Saturday, November 6, 2010

All best laid plans etc

We at the Blackmore Vale Deanery have set this blog up so as to receive news from those out in Sudan.
Unfortunatly the satelite link is down and we are not getting any information through.  However we do know that all are well.

More information when availabe.

Thursday, November 4, 2010

Preparations for the second trip to Lui 2nd-14th November 2010.

I write this as Anne Powell, Jeannie Stevens and myself Shirley Smith make final preparations for the Blackmore Vale Deanery visit to Lui in the Sudan. Firstly I want to say a huge thank you for all your support financially and also by your prayers and good wishes. I asked Anne and Warren to go last year on our behalf but they were going into the unknown. How helpful it is to have Anne with us to give us her experience from last year’s visit. I am so thankful too for the work that Warren Ingham Barrow has done in the background in terms of buying our air tickets and the general administration of our journey.
We leave Heathrow at approximately 10.45am on Tuesday 2nd November arriving in Entebbe, Kampala at 22.10. We then meet up with our American colleagues from Missouri and two Swedish Missioners. We will stay there for two days in the MAF
 (Mission Aviation Fellowship) guest house while we prepare to travel on to Lui.

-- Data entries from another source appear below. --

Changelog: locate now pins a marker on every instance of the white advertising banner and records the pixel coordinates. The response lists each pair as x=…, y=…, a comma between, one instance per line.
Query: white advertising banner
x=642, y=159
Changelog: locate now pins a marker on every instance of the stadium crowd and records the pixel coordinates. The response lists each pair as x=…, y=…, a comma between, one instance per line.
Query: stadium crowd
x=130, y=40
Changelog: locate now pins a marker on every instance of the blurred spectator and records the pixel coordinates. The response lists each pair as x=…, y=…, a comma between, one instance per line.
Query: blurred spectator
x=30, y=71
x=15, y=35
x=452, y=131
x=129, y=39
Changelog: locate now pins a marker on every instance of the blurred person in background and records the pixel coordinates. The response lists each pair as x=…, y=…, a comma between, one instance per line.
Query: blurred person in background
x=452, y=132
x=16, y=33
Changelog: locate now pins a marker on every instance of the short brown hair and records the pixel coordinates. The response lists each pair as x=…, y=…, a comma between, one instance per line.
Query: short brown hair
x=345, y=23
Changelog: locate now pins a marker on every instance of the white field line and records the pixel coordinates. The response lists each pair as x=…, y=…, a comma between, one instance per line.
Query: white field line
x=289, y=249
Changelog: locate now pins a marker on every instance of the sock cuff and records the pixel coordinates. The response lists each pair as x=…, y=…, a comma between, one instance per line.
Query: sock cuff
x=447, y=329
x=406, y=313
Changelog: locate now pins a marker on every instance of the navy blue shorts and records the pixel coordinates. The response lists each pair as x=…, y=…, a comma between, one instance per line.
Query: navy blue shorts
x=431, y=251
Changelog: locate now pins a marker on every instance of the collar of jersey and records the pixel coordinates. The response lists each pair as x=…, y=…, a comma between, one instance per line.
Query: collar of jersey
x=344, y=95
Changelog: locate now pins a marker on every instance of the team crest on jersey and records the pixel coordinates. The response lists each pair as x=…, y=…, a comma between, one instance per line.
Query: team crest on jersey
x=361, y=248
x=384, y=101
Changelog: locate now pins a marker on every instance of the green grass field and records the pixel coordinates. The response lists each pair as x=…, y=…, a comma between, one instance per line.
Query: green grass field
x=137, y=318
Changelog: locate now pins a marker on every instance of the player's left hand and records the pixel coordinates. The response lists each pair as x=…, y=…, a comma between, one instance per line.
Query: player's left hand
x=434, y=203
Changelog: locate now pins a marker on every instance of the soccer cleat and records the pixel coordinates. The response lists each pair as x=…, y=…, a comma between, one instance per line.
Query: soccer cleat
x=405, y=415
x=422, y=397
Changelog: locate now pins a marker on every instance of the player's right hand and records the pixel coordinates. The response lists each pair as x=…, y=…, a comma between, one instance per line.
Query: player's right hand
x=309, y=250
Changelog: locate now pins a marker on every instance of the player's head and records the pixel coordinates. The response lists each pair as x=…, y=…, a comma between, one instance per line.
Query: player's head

During our stay in Lui we will be facilitating four conferences.
a)     Youth Conference.
We will try to explore together How Young people can help develop the local church?

b)     Sunday School Teachers Conference.
How can we be effective teachers? How to teach children of different ages.

c)     Pastor’s Conference.
How can a local church be self supporting and the role of the Pastor in this process. We will be looking at the gifts of the Spirit, the time people can offer and the money they might be able to give together with transparency of accounting of finances.

d)     Mother’s Union Conference.
We will be focusing on the role of women in the development of the family and of the local church. How can women improve the economy of the family and the local church?
 I feel very confident and privileged with my travelling companions Anne and Jeannie and also with the leader of the whole Mission, Debbie Morris Smith who many of you will have met at Deanery Synod when she was over here last year.

I do have responsibility for the Group’s health and there is no doctor at the moment in Lui hospital so I ask for your prayers for the Health of all the Missioners, for our meetings with the people of Lui. For Bishop Bullen Dolli who is ill at the present time and for God’s purposes and glory in all we do.
As and when we can we will update you on life in Lui so please keep an eye on the websites of your Parishes/Benefices. Thank you for sending us.